Certain of our employees or advisors are currently, or were previously, employed at universities or other biotechnology or pharmaceutical companies, including potential competitors, and we have and may in the future enter into agreements providing us with rights to intellectual property of third parties for limited purposes. Although we try to observe the terms of agreements under which we obtain access to third party intellectual property and to ensure that our employees and advisors do not use the proprietary information or know-how of others in their work for us, we may be subject to claims that these individuals, or we, have used or disclosed intellectual property, including trade secrets or other proprietary information, of third parties or the current or former employers of employees or advisors. For instance, as described above under “Item 3—Legal Proceedings,” on May 1, 2020, a complaint was filed against us by Periphagen Inc., which also named our chief executive officer and our chief operating officer, Krish Krishnan and Suma Krishnan, respectively. The complaint alleges breach of contract and misappropriation of trade secrets, which secrets the plaintiff asserts we used to develop our product candidates, including the vector backbones, and our STAR-D platform. If we fail in defending any such claims, in addition to paying monetary damages, we may be subject to an injunction and may lose valuable intellectual property rights or personnel. Moreover, any such litigation, or the threat thereof, may adversely affect our ability to hire new employees or contract with independent contractors. A loss of key personnel or their work product could hamper or prevent our ability to commercialize our technologies, which would have an adverse effect on our business, results of operations, and financial condition. Even if we are successful in defending against such claims, litigation could result in substantial costs and be a distraction to management.

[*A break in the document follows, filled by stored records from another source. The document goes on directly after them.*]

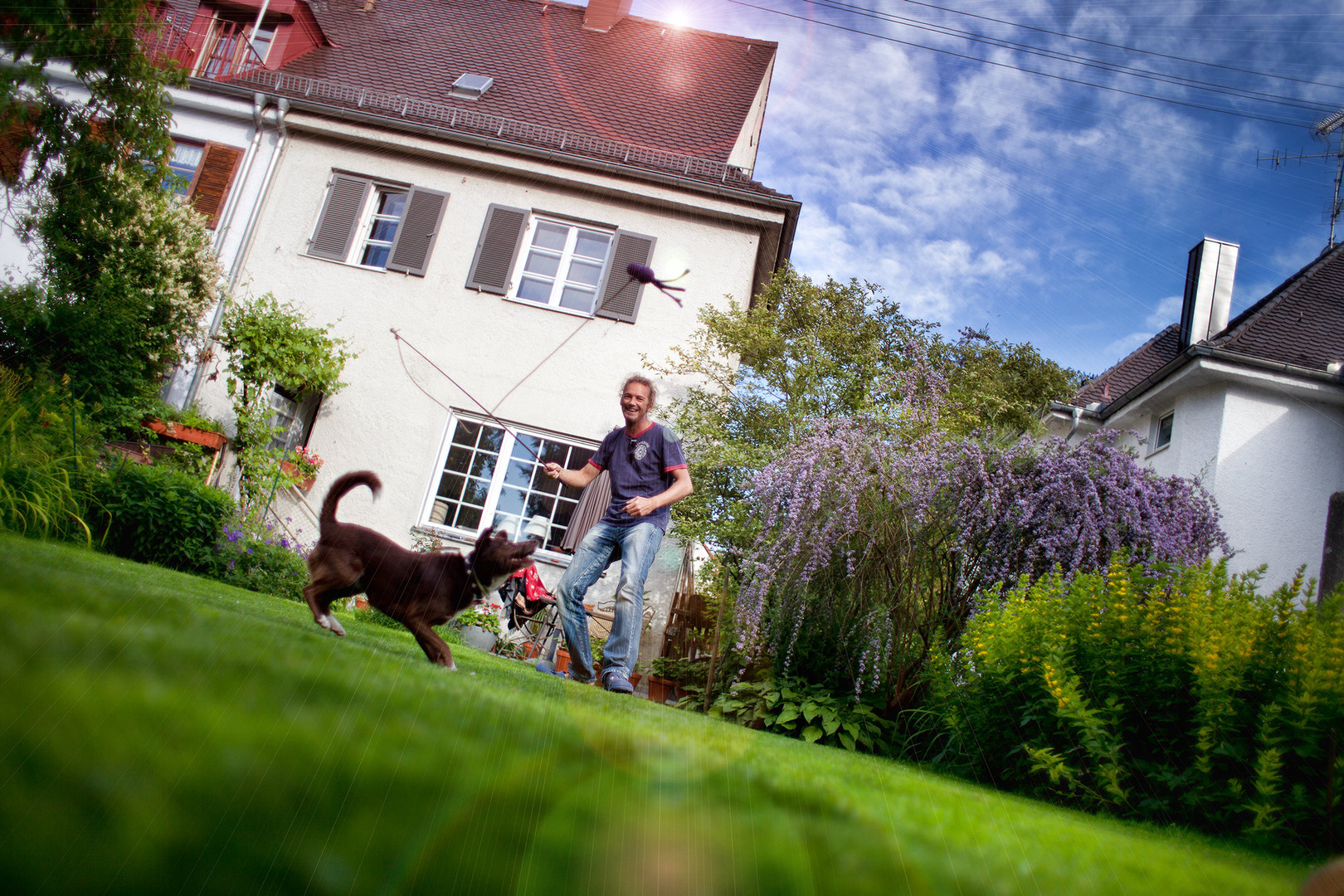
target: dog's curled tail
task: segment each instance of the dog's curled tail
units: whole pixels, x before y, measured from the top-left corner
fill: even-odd
[[[323,501],[323,516],[319,529],[323,537],[328,535],[331,527],[336,525],[336,505],[340,504],[347,492],[360,485],[367,485],[368,490],[375,496],[383,489],[383,481],[372,470],[345,473],[332,482],[332,488],[327,490],[327,498]]]

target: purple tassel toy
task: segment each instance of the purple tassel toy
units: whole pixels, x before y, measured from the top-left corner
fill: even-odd
[[[663,292],[664,296],[667,296],[673,302],[676,302],[677,308],[681,308],[681,300],[677,298],[676,296],[673,296],[669,290],[675,289],[679,293],[684,293],[685,287],[684,286],[668,286],[668,283],[675,283],[676,281],[679,281],[683,277],[685,277],[687,274],[689,274],[691,273],[689,267],[685,269],[684,271],[681,271],[680,274],[677,274],[676,277],[673,277],[672,279],[659,279],[653,274],[653,269],[652,267],[649,267],[646,265],[640,265],[638,262],[630,262],[629,265],[626,265],[625,271],[630,275],[630,279],[633,279],[633,281],[637,281],[640,283],[652,283],[653,286],[657,286]]]

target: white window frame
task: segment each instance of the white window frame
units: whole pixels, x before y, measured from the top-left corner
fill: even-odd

While it is our policy to require our employees and contractors who may be involved in the conception of intellectual property to execute agreements assigning such intellectual property rights to us, unforeseen complications may arise when fully and adequately executing such an agreement with each party who, in fact, conceives of intellectual property that we regard as our own. Examples of such complications may include, for example, when we obtain agreements assigning intellectual property to us, the assignment of intellectual property rights may not be self-executing or the assignment agreements may be breached. Such complications may lead to us being forced to bring claims against third parties, or defend claims that they may bring against us, to determine the ownership of what we regard as our intellectual property. Moreover, individuals executing agreements with us may have preexisting or competing obligations to a third party, such as an academic institution, and thus an agreement with us may be insufficient in fully perfecting ownership of inventions developed by that individual. Disputes about the ownership of intellectual property that we may own may have a material adverse effect on our business.

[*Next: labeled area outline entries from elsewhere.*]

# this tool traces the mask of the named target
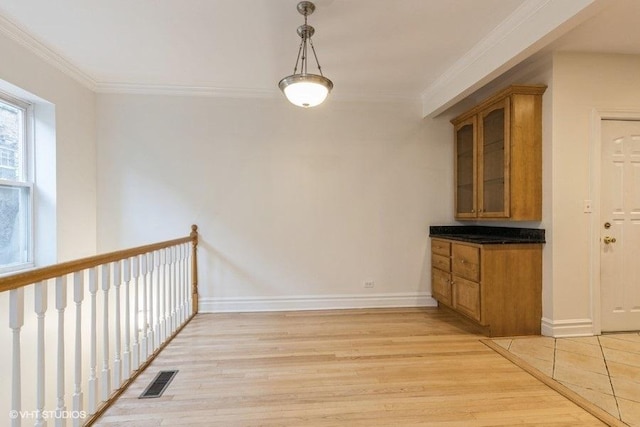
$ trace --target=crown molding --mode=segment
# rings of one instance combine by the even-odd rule
[[[277,90],[255,88],[222,88],[214,86],[189,86],[179,84],[147,84],[147,83],[97,83],[97,93],[116,93],[134,95],[171,95],[171,96],[204,96],[221,98],[273,98],[279,94]]]
[[[96,83],[95,92],[104,94],[202,96],[217,98],[280,98],[277,88],[222,88],[212,86],[188,86],[179,84]],[[332,100],[339,102],[420,102],[418,95],[406,93],[332,92]]]
[[[422,93],[423,116],[443,112],[574,28],[596,3],[602,0],[526,0]]]
[[[86,88],[95,91],[96,81],[91,76],[2,15],[0,15],[0,33],[25,47],[46,63],[54,66]]]

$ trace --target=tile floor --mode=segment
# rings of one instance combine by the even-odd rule
[[[626,424],[640,426],[640,333],[493,341]]]

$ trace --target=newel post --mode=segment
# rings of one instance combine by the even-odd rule
[[[198,226],[191,226],[191,303],[193,314],[198,312]]]

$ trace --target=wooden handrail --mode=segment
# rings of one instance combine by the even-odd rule
[[[43,280],[64,276],[65,274],[86,270],[88,268],[96,267],[98,265],[120,261],[123,259],[134,257],[136,255],[157,251],[160,249],[164,249],[171,246],[179,245],[181,243],[188,243],[188,242],[192,243],[192,251],[193,251],[192,263],[194,266],[193,279],[192,279],[193,280],[192,293],[194,294],[194,306],[197,307],[198,282],[197,282],[197,274],[196,274],[197,271],[195,269],[195,265],[196,265],[195,253],[196,253],[196,248],[198,246],[198,226],[195,224],[191,226],[191,234],[189,234],[189,236],[187,237],[167,240],[159,243],[152,243],[150,245],[138,246],[136,248],[124,249],[124,250],[109,252],[101,255],[94,255],[87,258],[81,258],[73,261],[63,262],[60,264],[50,265],[47,267],[36,268],[33,270],[24,271],[24,272],[12,274],[10,276],[2,277],[0,278],[0,292],[10,291],[12,289],[18,289],[26,285],[41,282]],[[194,313],[195,312],[196,310],[194,310]]]

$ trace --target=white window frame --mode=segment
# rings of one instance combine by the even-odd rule
[[[6,266],[0,266],[0,275],[12,273],[20,270],[25,270],[34,267],[34,107],[33,104],[24,101],[22,99],[15,98],[6,92],[0,91],[0,100],[4,103],[10,104],[15,108],[19,108],[24,113],[23,120],[23,142],[22,142],[22,155],[20,156],[21,164],[19,165],[22,171],[22,181],[13,181],[0,178],[0,185],[7,187],[14,187],[28,189],[28,207],[27,207],[27,219],[25,224],[25,232],[27,234],[25,239],[25,247],[21,250],[26,252],[26,261]]]

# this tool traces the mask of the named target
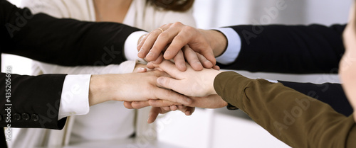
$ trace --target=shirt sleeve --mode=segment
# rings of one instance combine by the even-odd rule
[[[58,120],[73,115],[89,113],[90,74],[67,75],[64,79],[58,111]]]
[[[223,64],[229,64],[235,61],[240,53],[241,41],[240,36],[231,28],[215,28],[222,33],[227,38],[227,47],[225,52],[217,57],[216,61]]]
[[[127,37],[124,45],[125,57],[127,60],[143,60],[137,56],[138,51],[137,47],[140,38],[147,33],[148,33],[146,31],[136,31]]]

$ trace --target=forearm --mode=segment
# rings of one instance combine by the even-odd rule
[[[60,120],[58,118],[65,77],[66,74],[31,76],[1,73],[0,94],[9,97],[0,101],[0,108],[2,108],[0,113],[7,114],[9,111],[5,109],[10,108],[12,118],[11,123],[2,118],[1,126],[10,124],[11,127],[62,129],[66,118]]]
[[[356,147],[353,115],[346,118],[281,84],[223,72],[214,88],[226,102],[293,147]]]

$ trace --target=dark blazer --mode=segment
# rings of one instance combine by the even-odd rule
[[[241,39],[240,53],[222,69],[289,74],[336,74],[345,52],[345,25],[231,26]],[[279,81],[350,115],[353,110],[340,84],[314,84]],[[335,99],[337,98],[337,99]]]
[[[44,13],[32,15],[27,8],[18,8],[0,0],[1,53],[66,66],[120,64],[126,60],[123,45],[127,37],[137,30],[140,30],[115,23],[57,19]],[[10,124],[6,122],[5,109],[11,107],[11,127],[62,129],[66,119],[58,121],[58,114],[65,76],[1,73],[0,126]],[[11,91],[6,91],[9,89]],[[11,93],[6,93],[9,92]],[[6,94],[10,96],[9,103]],[[1,147],[6,147],[3,142],[0,141]]]

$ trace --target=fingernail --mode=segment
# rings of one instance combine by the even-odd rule
[[[190,99],[189,98],[186,98],[186,101],[187,101],[187,103],[192,103],[192,99]]]
[[[153,57],[153,55],[154,55],[154,54],[153,54],[152,52],[150,52],[148,53],[148,55],[146,56],[146,57]]]
[[[138,51],[138,52],[140,53],[140,52],[142,52],[142,51],[143,51],[143,49],[142,49],[142,48],[140,48],[140,50]]]
[[[159,77],[157,79],[157,83],[159,85],[162,85],[163,83],[163,78]]]

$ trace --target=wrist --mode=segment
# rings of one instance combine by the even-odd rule
[[[109,101],[107,96],[107,83],[105,75],[92,75],[89,84],[89,106]]]
[[[216,30],[201,30],[204,32],[208,38],[208,41],[211,44],[211,47],[213,50],[214,55],[215,57],[219,57],[222,55],[227,46],[227,39],[226,37],[220,31]]]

Changes in US patent law could diminish the value of patents in general, thereby impairing our ability to protect our product candidates.

Patent reform legislation could increase the uncertainties and costs surrounding the prosecution of patent applications and the enforcement or defense of issued patents. For example, on September 16, 2011, the Leahy-Smith America Invents Act, or the Leahy-Smith Act, was signed into law. The Leahy-Smith Act included several significant changes to US patent law, including provisions that affected the way patent applications are prosecuted, and altered strategies regarding patent litigation. These provisions also switched the United States from a “first-to-invent” system to a “first-to-file” system, allowed third-party submissions of prior art to the USPTO during patent prosecution, and set forth additional procedures to attack the validity of a patent through various post grant proceedings administered by the USPTO. As patent reform legislation can inject serious uncertainty into the patent prosecution and litigation processes, it is not clear what impact future patent reform legislation will have on the operation of our business. However, such future legislation, and its implementation, could increase the uncertainties and costs surrounding the prosecution of our patent applications and the enforcement or defense of any issued patents, all of which could have a material adverse effect on our business, financial condition, results of operations and prospects.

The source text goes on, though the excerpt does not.